Ce matin, la Twittosphère s’est enflammée autour d’un sujet propre à notre ère, la protection numérique des renseignements personnels. On pouvait lire à ce sujet les procédures à suivre en cas de fraude, des projets de lois permettant de mieux protéger les informations dans les appareils mobiles, des sondages illustrant l’intérêt du consommateur à protéger ses informations et des comptes-rendus d’entreprises ayant fait l’objet d’attaques (comme ici ou encore là). Toutefois, l’évènement ayant déclenché cette avalanche d’information est une brèche de sécurité dans les systèmes de la compagnie Target. On estime qu’environ 40 millions cartes de crédit ont été compromises par cette fraude de vaste envergure.
Ce «Security breach» vient à rappeler les évènements d’octobre dernier et la compagnie Adobe (à ce sujet).

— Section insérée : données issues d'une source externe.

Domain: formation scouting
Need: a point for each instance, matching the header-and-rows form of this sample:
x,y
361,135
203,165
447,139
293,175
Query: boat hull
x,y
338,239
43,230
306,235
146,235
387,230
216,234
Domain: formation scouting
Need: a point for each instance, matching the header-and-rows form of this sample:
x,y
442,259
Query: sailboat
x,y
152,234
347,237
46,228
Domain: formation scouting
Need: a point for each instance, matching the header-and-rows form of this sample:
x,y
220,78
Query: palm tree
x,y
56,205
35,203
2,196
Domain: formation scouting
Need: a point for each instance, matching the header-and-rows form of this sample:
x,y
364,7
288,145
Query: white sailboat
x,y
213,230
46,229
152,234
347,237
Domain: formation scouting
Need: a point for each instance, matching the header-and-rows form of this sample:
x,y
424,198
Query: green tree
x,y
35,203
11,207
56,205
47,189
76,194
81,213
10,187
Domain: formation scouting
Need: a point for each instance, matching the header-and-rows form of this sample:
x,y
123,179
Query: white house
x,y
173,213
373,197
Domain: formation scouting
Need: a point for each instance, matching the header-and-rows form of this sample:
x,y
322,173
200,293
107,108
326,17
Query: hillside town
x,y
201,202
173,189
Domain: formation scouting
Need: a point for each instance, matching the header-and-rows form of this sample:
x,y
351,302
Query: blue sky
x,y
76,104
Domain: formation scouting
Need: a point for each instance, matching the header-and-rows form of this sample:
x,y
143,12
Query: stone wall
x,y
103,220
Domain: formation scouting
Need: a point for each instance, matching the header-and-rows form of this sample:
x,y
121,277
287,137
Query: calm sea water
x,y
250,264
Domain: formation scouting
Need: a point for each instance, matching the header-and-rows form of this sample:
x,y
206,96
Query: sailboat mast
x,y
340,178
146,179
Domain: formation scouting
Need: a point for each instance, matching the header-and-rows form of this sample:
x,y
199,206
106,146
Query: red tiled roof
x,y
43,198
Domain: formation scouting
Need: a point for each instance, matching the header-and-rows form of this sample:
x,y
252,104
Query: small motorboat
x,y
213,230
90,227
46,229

Il existe toutefois des distinctions importantes entre ces deux évènements, notamment le nombre d’individus affectés et le moment où l’information a été subtilisée. En effet, alors qu’Adobe s’était fait voler des renseignements cryptés, alors qu’elle les conservait, Target a été victime de la fraude au moment de la collecte des renseignements personnels (i.e. noms, numéros de carte de crédit, CVV, date d’expiration).
Par ailleurs, la compagnie a confirmé que le vol s’était produit au moment de la collecte par des terminaux de vente compromis. Puisque le point de vente était la source de la fraude, les informations collectées n’ont pu être cryptées et l’ensemble des renseignements subtilisés sont à risque.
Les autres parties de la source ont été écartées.